Was Ahmadinejad’s Letter A Declaration Of War?

Power Line has an interesting bit about the cultural significance of President Ahmadinejad’s letter to President Bush. In the history of the Prophet Mohammad, he would often write letters to those whom he intended to conquer. As The New York Sun‘s editorial on the subject explains:

President Ahmadinejad’s letter to President Bush, widely interpreted as a peaceful overture, is in fact a declaration of war. The key sentence in the letter is the closing salutation. In an eight-page text of the letter being circulated by the Council on Foreign Relations, it is left untranslated and rendered as “Vasalam Ala Man Ataba’al hoda.” What this means is “Peace only unto those who follow the true path.”

It is a phrase with historical significance in Islam, for, according to Islamic tradition, in year six of the Hejira – the late 620s – the prophet Mohammad sent letters to the Byzantine emperor and the Sassanid emperor telling them to convert to the true faith of Islam or be conquered. The letters included the same phrase that President Ahmadinejad used to conclude his letter to Mr. Bush. For Mohammad, the letters were a prelude to a Muslim offensive, a war launched for the purpose of imposing Islamic rule over infidels.

I believe that if President Ahmadinejad believed he could strike the United States with a nuclear weapon, he wouldn’t hesitate in doing so. He isn’t concerned about the prospect of massive retaliation; he believes that the United States doesn’t have the will to do such a thing, and he’s convinced that if he can make some kind of grand strike he can unite the Muslim world under his leadership and bring about the coming of the Twelvth Imam.
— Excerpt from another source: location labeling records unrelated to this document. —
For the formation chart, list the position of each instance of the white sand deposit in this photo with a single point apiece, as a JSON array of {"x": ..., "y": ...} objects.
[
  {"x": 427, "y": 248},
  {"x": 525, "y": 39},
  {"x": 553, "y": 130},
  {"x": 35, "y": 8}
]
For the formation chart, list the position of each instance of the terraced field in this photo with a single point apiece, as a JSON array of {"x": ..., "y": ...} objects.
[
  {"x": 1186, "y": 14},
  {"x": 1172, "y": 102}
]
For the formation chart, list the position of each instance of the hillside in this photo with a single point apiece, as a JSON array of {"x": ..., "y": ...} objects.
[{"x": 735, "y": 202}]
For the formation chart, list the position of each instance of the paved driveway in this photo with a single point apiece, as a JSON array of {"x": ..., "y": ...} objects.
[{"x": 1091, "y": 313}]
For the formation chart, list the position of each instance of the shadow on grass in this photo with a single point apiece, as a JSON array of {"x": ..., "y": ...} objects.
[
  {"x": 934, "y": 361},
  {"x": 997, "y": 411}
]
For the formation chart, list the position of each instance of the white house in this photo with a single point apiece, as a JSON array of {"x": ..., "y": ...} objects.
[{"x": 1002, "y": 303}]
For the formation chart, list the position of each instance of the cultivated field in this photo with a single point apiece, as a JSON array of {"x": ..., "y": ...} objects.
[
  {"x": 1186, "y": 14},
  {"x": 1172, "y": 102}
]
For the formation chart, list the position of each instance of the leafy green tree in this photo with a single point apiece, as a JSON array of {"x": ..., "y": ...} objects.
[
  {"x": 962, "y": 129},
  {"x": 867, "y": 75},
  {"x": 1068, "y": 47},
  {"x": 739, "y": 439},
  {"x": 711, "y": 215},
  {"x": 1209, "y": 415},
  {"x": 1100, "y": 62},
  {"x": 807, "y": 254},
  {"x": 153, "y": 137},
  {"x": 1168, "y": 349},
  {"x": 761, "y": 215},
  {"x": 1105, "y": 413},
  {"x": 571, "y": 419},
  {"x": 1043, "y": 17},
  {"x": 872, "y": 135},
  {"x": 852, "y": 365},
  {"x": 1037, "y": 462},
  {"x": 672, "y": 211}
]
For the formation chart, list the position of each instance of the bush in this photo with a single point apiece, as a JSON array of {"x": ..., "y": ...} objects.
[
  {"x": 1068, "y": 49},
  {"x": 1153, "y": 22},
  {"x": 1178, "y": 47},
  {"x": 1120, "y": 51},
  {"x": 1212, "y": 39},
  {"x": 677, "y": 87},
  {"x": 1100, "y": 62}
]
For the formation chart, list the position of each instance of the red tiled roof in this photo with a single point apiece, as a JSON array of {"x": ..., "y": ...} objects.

Ahmadinejad is likely insane – and clinically so. If he gets the bomb, the chances are he’ll use it are fearfully high, and the subtext of his letter would seem to be little more than a veiled threat to the United States. We can’t assume that the doctrine of containment would work against someone with such a messianic belief system – which is why denying Tehran the chance to develop such a weapon is the most singularly important issue we face in the world at the moment.

3 thoughts on “Was Ahmadinejad’s Letter A Declaration Of War?

  1. What I don’t understand in this is that we didn’t take Khatami seriously at all, dubbing him a “figurehead”, while we treat this guy like an absolute dictator? I’m still not convinced that he’s doing anything other than posturing to try to scare America away from invading his country…

  2. What I don’t understand in this is that we didn’t take Khatami seriously at all, dubbing him a “figurehead”, while we treat this guy like an absolute dictator? I’m still not convinced that he’s doing anything other than posturing to try to scare America away from invading his country…

    What makes that even scarier is that Ahmadinejad isn’t saying anything that doesn’t have the Guardian Council’s approval – and even Khatami has been mirroring his rhetoric. If Ahmadinejad is some nutball, that’s bad. If the Guardian Council supports his nuttery, that’s even worse.